Effects of mismatching for minor histocompatibility antigens on clinical outcomes in HLA-matched, unrelated hematopoietic stem cell transplants.

Publication Type:

Journal Article

Source:

Biology of blood and marrow transplantation : journal of the American Society for Blood and Marrow Transplantation, Volume 15, Issue 7, p.856-63 (2009)

Keywords:

2009, Adolescent, Adult, Child, Clinical Research Division, Disease-Free Survival, Female, Graft vs Host Disease, Hematologic Neoplasms, hematopoietic stem cell transplantation, Histocompatibility Testing, Humans, Male, Minor Histocompatibility Antigens, Survival Rate, Transplantation Conditioning, Transplantation, Homologous

Abstract:

Several studies in HLA-matched sibling hematopoietic stem cell transplantation (HSCT) have reported an association between mismatches in minor histocompatibility antigens (mHAg) and outcomes.
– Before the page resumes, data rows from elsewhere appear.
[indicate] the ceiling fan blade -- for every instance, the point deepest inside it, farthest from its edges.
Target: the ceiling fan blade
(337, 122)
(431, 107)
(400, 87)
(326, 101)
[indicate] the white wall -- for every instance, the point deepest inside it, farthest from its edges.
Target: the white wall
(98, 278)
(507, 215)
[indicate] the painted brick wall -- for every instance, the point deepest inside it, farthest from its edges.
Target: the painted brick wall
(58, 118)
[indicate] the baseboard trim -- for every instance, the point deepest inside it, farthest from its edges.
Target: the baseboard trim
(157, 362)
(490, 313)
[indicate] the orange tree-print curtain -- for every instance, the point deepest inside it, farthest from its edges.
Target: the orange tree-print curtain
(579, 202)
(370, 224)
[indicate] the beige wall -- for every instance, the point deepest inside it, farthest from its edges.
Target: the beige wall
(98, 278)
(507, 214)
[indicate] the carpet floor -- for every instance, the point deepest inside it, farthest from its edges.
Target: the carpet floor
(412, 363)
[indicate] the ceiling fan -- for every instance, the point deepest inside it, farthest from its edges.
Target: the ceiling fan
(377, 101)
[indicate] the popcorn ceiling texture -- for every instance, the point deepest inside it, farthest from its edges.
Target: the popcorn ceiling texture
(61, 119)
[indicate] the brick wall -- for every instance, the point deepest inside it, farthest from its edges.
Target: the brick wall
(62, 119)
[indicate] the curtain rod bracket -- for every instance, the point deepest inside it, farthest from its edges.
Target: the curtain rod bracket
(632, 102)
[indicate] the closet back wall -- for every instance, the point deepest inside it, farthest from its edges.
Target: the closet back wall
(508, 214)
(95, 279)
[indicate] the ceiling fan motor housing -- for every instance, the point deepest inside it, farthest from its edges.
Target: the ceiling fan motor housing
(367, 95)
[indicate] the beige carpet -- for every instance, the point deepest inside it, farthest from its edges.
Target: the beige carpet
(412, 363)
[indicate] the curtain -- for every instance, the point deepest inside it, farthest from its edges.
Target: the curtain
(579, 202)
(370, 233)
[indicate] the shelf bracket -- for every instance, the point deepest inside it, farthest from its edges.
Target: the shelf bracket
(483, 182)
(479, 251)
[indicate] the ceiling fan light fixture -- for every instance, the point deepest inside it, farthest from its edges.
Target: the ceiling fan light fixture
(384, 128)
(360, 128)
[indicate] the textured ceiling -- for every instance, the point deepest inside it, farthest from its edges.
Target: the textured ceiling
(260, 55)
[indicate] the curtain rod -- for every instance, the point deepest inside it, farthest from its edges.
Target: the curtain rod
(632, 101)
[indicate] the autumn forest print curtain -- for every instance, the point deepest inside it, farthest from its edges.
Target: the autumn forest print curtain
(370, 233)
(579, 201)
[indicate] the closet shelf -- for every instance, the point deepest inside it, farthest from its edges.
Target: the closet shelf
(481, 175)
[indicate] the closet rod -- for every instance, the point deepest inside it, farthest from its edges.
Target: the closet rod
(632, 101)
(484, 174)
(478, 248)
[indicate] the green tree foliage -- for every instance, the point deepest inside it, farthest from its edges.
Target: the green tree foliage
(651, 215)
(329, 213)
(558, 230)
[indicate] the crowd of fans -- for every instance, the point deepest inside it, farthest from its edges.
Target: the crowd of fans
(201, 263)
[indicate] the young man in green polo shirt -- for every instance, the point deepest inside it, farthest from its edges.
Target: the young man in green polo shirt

We assessed whether single and multiple minor mHAg mismatches are associated with outcomes in 730 unrelated donor, HLA-A, B, C, DRB1, and DQB1 allele-matched hematopoietic stem cell transplants (HSCT) facilitated by the National Marrow Donor Program (NMDP) between 1996 and 2003. Patients had acute and chronic leukemia or myelodysplastic syndrome (MDS), received myeloablative conditioning regimens and calcineurin inhibitor-based graft-versus-host-disease (GVHD) prophylaxis, and most received bone marrow (BM; 85%). Donor and recipient DNA samples were genotyped for mHAg including: HA-1, HA-2, HA-3, HA-8, HB-1 and CD31(125/563). Primary outcomes included grades III-IV acute GVHD (aGVHD) and survival; secondary outcomes included chronic GVHD (cGVHD), engraftment, and relapse. Single disparities at HA-1, HA-2, HA-3, HA-8, and HB-1 were not significantly associated with any of the outcomes analyzed. In HLA-A2-positive individuals, single CD31(563) or multiple mHAg mismatches in the HVG vector were associated with lower risk of grades III-IV aGVHD. Based on these data, we conclude that mHAg incompatibility at HA-1, HA-2, HA-3, HA-8, HB-1, and CD31 has no detectable effect on the outcome of HLA matched unrelated donor HSCT.